Closed HappyCustomers closed 5 years ago
By start URL, do you mean the domain? If it is not available as an extracted field already, you can derive it from the URL using regular expression. Have a look at ReplaceTagger.
To only have the fields you want, you may want to use the KeepOnlyTagger.
If you first want to rename them to names of your choice, have a look at the RenameTagger.
Does that answer?
startURLs meam the URLs in the startURL tag. It can be domain or any other start URL used to extract web pages. Example
www.xyz.com www.abc.com/city
As we are going to load hundreds of start URLs using text file ,we need to link the start URLs to the indexed URLs.
Tried checking the ReplaceTagger, I don't get the startURL in the fromfield.
That feature is not present. It could prove challenging in some cases if a few different start URLs point to the same page for example.
One workaround would be to somehow automate the launching multiple crawlers instead (admittedly maybe less practical) and use the ConstantTagger to define which one is which.
Also, do you know if you will always have different domains? If so the domain approach suggested before can be used to help you identify each.
How many level deep do you crawl? Since you have hundreds of start URLs, if you go only 1 level deep, you will get the start URL in a collector.referrer-reference
field.
If you crawl deeper and you don't mind getting the start URLs in a post-index SQL query, you can use that field to reconstruct the full crawl path of a document (including the start URL).
If none of the above can work for you, we can make this a feature request.
All the URLs will be of different Domain. 2 Level deep is sufficient for crawling`. It would be a great feature if we can store the startURL in MYSQL against each indexed page.

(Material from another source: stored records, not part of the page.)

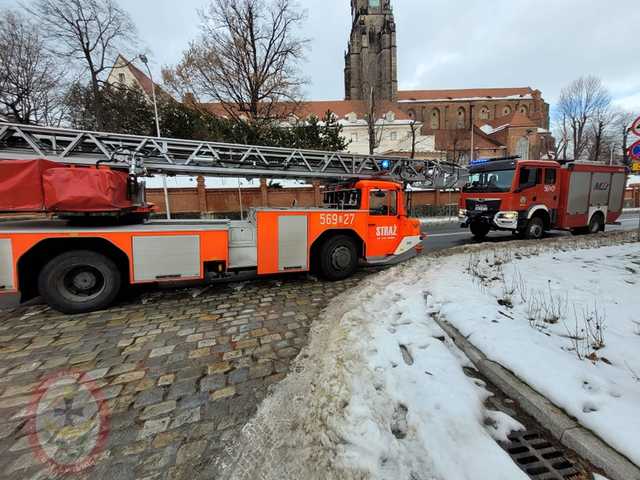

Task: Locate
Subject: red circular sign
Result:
[629,140,640,160]
[631,117,640,137]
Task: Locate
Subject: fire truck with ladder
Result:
[459,157,627,240]
[0,123,462,314]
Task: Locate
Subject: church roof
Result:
[300,100,411,120]
[201,100,411,121]
[398,87,537,102]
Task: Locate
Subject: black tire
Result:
[587,213,604,235]
[318,235,358,280]
[469,222,491,240]
[524,217,544,240]
[38,250,122,314]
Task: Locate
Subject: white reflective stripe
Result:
[393,235,420,255]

Thank you
I am marking this as a feature request to store the start URL or the full crawl path to the document (as opposed to just the direct parent).
That said if none of your URLs share the same domain, and you have "stayOnDomain=true", I would look at extracting the domain from the URL using the ReplaceTagger
and storing it in a new field as suggested before. You will be able to filter by domain quickly.
Can you Please provide me the configuration using Replace Tagger ??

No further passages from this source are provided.